I think it is a percentage anomaly. They have 399 reported cases. Belgian government says schools, restaurants, clubs to close due to coronavirus
Good point, I suppose "number of confirmed new cases" (or derivative growth rate thereof) is a meaningless figure to look at in the early phase when testing is just getting up to speed (or almost non-existent, as in the U.S). If we had abundant tests suddenly released to the wild tomorrow and ANYONE who was potentially exposed could get it right away even without symptoms, our "confirmed cases" could easily go up 10x in a day. But that wouldn't mean anything either, other than confirm a wide spread, and confirm the test was successfully discovering people that needed to be asked to quarantine pre-emptively.
I saw where tests in the US at a hospital were $100-$500 if you were insured, and $1600 if you were uninsured. Lack of universal healthcare is a huge issue in a pandemic situation.

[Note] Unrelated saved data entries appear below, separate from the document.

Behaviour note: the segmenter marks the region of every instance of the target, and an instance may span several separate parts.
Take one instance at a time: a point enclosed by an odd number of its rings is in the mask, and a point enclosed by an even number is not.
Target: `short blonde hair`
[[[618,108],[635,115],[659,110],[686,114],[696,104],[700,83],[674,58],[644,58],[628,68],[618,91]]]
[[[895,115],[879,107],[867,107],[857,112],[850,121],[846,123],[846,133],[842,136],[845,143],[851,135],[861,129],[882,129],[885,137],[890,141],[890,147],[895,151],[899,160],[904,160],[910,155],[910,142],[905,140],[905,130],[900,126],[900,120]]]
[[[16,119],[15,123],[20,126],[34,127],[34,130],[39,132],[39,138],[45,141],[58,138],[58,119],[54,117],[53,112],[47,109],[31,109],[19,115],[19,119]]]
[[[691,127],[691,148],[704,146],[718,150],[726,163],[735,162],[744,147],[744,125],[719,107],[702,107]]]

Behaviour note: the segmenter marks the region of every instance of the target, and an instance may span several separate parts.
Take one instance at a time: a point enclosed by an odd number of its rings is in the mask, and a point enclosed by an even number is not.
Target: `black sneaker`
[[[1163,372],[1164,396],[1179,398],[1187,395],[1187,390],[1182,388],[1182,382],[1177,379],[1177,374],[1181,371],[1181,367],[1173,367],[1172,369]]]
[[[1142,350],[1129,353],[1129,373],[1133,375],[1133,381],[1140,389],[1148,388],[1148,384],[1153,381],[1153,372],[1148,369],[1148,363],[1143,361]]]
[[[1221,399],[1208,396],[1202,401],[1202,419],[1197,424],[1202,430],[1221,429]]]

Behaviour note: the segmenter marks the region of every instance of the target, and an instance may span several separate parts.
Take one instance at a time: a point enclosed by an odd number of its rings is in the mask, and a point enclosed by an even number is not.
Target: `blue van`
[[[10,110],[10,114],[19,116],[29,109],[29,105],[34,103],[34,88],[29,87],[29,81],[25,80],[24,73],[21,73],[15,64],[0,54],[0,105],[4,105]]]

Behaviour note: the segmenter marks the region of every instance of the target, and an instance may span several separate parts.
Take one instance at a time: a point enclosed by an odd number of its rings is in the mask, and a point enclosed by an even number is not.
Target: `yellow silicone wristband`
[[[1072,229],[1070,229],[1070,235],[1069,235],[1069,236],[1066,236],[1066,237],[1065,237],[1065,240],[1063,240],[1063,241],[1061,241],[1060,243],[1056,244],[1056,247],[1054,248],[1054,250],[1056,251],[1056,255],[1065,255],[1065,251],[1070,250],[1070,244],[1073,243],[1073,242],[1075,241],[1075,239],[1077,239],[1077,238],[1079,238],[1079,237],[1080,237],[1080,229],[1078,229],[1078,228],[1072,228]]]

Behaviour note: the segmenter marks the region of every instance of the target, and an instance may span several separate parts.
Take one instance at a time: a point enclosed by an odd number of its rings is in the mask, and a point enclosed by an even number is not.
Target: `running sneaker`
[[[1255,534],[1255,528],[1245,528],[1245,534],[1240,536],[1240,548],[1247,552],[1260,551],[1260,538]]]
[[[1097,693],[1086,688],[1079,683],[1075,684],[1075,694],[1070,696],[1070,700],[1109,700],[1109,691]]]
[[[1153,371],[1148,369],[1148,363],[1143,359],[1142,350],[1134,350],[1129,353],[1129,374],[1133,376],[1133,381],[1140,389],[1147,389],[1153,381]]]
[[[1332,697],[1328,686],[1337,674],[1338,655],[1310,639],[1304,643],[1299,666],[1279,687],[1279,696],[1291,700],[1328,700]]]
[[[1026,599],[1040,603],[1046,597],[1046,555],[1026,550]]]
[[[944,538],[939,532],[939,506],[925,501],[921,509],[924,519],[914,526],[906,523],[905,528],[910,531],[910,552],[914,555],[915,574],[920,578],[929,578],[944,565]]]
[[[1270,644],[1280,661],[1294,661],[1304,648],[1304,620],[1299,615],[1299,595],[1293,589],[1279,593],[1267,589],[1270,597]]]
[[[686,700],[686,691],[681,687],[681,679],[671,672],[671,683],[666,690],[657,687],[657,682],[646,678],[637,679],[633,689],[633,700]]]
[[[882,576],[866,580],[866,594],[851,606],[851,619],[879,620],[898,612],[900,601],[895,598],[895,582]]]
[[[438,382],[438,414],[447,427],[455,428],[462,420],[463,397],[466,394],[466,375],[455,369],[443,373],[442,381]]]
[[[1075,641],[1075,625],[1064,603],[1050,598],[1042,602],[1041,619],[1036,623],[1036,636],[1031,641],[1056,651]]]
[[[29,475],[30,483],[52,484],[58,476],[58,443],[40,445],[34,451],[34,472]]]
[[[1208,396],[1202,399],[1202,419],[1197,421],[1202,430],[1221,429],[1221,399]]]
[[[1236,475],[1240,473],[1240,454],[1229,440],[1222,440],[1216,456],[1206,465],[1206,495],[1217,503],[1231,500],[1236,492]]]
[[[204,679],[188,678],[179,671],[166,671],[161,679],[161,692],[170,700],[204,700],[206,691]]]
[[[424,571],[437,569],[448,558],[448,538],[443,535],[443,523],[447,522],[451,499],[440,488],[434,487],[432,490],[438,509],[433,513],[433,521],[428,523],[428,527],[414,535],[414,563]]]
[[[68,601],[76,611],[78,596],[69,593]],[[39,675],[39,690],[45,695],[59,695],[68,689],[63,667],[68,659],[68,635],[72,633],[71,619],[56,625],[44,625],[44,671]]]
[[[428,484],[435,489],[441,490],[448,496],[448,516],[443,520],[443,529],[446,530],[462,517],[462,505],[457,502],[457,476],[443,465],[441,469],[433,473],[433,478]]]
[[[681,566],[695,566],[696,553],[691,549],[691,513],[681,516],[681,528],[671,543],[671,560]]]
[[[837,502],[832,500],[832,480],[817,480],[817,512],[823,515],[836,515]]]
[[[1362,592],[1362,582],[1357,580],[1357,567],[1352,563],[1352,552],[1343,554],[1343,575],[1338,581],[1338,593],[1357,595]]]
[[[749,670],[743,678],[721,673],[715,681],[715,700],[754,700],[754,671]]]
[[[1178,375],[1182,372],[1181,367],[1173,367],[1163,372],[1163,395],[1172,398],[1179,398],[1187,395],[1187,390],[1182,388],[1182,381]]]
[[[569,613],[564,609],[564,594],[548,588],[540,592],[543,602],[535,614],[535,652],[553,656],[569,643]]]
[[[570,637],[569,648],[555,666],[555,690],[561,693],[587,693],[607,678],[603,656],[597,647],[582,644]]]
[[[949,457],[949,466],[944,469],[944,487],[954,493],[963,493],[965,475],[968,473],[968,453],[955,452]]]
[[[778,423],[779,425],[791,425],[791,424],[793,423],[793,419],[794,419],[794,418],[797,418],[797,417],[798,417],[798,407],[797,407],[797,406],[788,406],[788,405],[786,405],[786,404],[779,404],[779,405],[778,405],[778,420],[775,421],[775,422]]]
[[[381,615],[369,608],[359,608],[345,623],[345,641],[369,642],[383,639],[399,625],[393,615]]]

Yeah, I saw somewhere else $1200. That is absolutely insane. Even if you aren't a proponent of universal healthcare, surely we must recognize that for public health reasons at least the testing on something like this should all be FREE and widely available (as in, required to be 100% costs covered by somebody, either insurance or the govt). The figures should be tabulated publicly, so that the appropriate authorities can address the outbreak hotspots. Who the heck is producing these tests and how was the contract awarded to them? Why did the CDC drop the ball, why isn't there a national test or why didn't we go with the WHO test or the process South Korea is using? Those questions are all going to have to be sorted out.
Again, all those charts are pretty, but because of poor testing we don't even know accurate the numbers are in the United States.